Nor is it sufficient to excuse negligence to show that the car was operated in the usual way. Britton v. Street R. W. Co., 51 N. W. Rep. 276.

It was said by Chief Justice Fuller, in Washington, etc., R. Co. v. Tobriner, 13 Sup. Ct. Rep. 557: “It was not only the duty of the defendant to safely carry-and deliver the passenger, and in so doing not only provide safe and convenient means of entering and leaving the cars, but to stop when the passenger was about to alight, and not to start the car until he had alighted.”

In the case of North Chicago St. R. Co. v. Cook, 33 N. E. Rep. 958, this language is used: “Carriers of passengers are held to the exercise of the utmost or highest *198degree of care, skill and diligence for the safety of the passenger, that is consistent with the mode of conveyance employed. The car or train was in the control of the conductor and he was required to know, if by the exercise of due care, caution and diligence in the discharge of his duties he could know, whether any person was attempting to get on or off his train or car, before permitting the same to start in such manner as would be liable or likely to injure a person so getting on or off the same.”

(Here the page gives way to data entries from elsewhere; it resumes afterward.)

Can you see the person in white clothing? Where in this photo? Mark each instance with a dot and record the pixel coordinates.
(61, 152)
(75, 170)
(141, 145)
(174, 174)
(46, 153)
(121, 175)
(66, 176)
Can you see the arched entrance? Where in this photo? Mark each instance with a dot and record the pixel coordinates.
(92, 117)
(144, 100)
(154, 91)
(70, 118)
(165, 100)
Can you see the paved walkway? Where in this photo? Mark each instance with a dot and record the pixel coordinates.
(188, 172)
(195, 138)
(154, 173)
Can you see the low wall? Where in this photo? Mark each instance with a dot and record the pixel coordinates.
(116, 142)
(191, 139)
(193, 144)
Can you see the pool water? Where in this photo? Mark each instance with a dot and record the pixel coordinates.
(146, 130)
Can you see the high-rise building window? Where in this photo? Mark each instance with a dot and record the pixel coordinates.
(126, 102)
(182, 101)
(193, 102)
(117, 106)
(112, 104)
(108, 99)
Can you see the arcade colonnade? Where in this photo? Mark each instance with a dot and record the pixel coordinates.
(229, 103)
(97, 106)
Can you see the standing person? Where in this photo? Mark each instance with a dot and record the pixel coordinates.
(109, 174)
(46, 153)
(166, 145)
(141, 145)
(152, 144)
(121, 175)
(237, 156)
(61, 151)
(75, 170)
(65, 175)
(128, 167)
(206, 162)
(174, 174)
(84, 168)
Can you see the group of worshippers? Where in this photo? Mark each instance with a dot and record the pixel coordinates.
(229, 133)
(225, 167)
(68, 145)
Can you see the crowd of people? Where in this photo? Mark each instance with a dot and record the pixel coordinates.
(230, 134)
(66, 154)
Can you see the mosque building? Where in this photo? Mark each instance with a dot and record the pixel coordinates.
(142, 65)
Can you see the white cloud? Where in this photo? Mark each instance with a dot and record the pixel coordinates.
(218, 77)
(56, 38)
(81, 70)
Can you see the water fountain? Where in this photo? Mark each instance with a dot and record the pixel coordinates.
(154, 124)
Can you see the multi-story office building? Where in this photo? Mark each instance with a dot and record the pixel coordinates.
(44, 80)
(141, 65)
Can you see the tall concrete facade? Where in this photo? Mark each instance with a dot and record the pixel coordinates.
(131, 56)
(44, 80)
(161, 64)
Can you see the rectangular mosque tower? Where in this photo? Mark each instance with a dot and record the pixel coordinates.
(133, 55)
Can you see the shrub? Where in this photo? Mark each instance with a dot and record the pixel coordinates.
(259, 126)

In the case in hearing it was the duty of appellee’s driver to ascertain whether or not the appellant had alighted or was exposed to danger before he started the car and it was not sufficient that he waited a reasonable time or that he thought or believed that she had alighted safely, but it was his duty to ascertain and know whether she had alighted safely and was beyond danger before he started the car. It was error to give this instruction.

The appellant also complains of the action of the court in striking out the testimony of certain witnesses and in refusing to permit her to prove by others the statements made by her as to her condition and statements of existing pain. This was error. It is well settled] that whenever the bodily or mental feelings of a person are material to be proved, the usual expressions of such feelings made at the time are original evidence. The statements or representations of a sick person of the nature and effect of a malady or injury under which he is laboring, or expressions of existing pain, are admissible as original evidence. And this is so whether they be made to a medical attendant or other person. Taylor Ev.,section 580; Greenl. Ev.,section 102; Louisville, etc., R. W. Co. v. Holsapple, 12 Ind. App. 301; Board, etc., v. Leggett, 115 Ind. 554 (547); Cleveland, etc., R. R. Co. *199v. Newell, 104 Ind. 264; Carthage Turnpihe Co. v. Andrews, 102 Ind. 138.

Filed Nov. 27, 1894; petition for rehearing overruled March 3,1895.

For the error in giving the instruction above set out and in excluding the testimony complained of, the cause will have to be reversed. There are other causes for which appellant urges that a new trial should have been granted, but as they may not arise again we deem it unnecessary to consider them at this time.

Judgment reversed with instructions to sustain motion for a new trial.